NEARA recently acquired a new collection of letters, postcards, and personal papers belonging to Agnes Johnson (1903-2001) of Piggott, Arkansas. The collection was formally donated by Agnes’s great-granddaughter, Bess Wilhelms, but it was her grandchildren Allen Waldo and Lisa Waldo Wilhelms, who preserved it after Agnes’s death in 2001.
Agnes was born in November 1903 in Stoddard County near Bloomfield, Missouri, to Dr. John Bess and his wife Josie Lettie Bess. The Bess family moved to Piggott in 1918, when Agnes was 15 years old and her father set up a veterinary practice in town. Agnes lived in Piggott for over seventy years, where she went to school, got married and raised a daughter. It was in Piggott that Agnes wrote and received the letters and postcards, now in the collections of the Northeast Arkansas State Archives. She addressed most of them to her only child, Carolyn Bess Waldo and, later, to her grandchildren Allen and Lisa Waldo of Missouri, as well as to her siblings. In them she touched on daily life in Piggott and the love she had for her family.
In 1924, at the age of 21, Agnes married Louis Johnson of Piggott; the couple celebrated their 50th wedding anniversary in 1974. According to granddaughter Lisa Wilhelms, Agnes grew up on a dirt road across the street from Louis, “who eventually would become the love of her life.” Agnes often told her family the story of how she and Louis “used to throw a ball across the road and play catch with each other as children.” “Papaw,” according to Allen Waldo, “was a bricklayer and … [h]e was involved in many of the brick buildings in and around Piggott.”
Agnes was gainfully employed
outside the home for most of her adult life, too. For over forty years, she worked
in three historically significant department stores in Piggott: Tucker's Grand
Leader, Wall’s Department Store, and Janes’ Department Store. Some of Agnes’s
letters contain small samples of fabric, likely from textiles sold in these
stores, which she showed to her family members in case they wanted a dress or a
quit made from it. According to Lisa’s memories, “she loved working with people
and doing for others,” so her department-store career fit well with her
personality.
Lisa inherited and preserved many of the quilts her grandmother Agnes made. When Bess Wilhelms – Lisa’s daughter – first contacted NEARA about donating her great-grandmother’s correspondence, she also asked if we might be interested in her impressive collection of quits. NEARA is primarily an archive but we put Ms. Wilhelms in touch with a sister agency, the Historic Arkansas Museum in Little Rock. Currently, Lisa Waldo Wilhelms, her brother Allen, and her daughter Bess are in contact with museum staff about donating some of Agnes’s quilt work.

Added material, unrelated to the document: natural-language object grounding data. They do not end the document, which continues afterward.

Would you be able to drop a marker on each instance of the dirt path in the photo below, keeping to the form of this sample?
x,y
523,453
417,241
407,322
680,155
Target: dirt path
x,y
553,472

Agnes retired in 1969. It was in her retirement years that her letter-writing burgeoned. Granddaughter Lisa remembers:
She
was devoted to her husband and loved her family, as you can tell from the
number of letters included in the collection. I remember her sitting at her
desk sometimes in the evening writing letters to relatives. When my mother
[Carolyn] … moved “far away” to St. Louis, I think, the letters between them were
even more important to her [Agnes], given the high cost of a long-distance
telephone call.
For nearly five decades, Agnes
sent and received hundreds of letters and postcards. Many of them are now part
of the Agnes Johnson Papers, preserved at NEARA. A finding aid for the collection
will be available on the Arkansas State Archives’ website in the near future.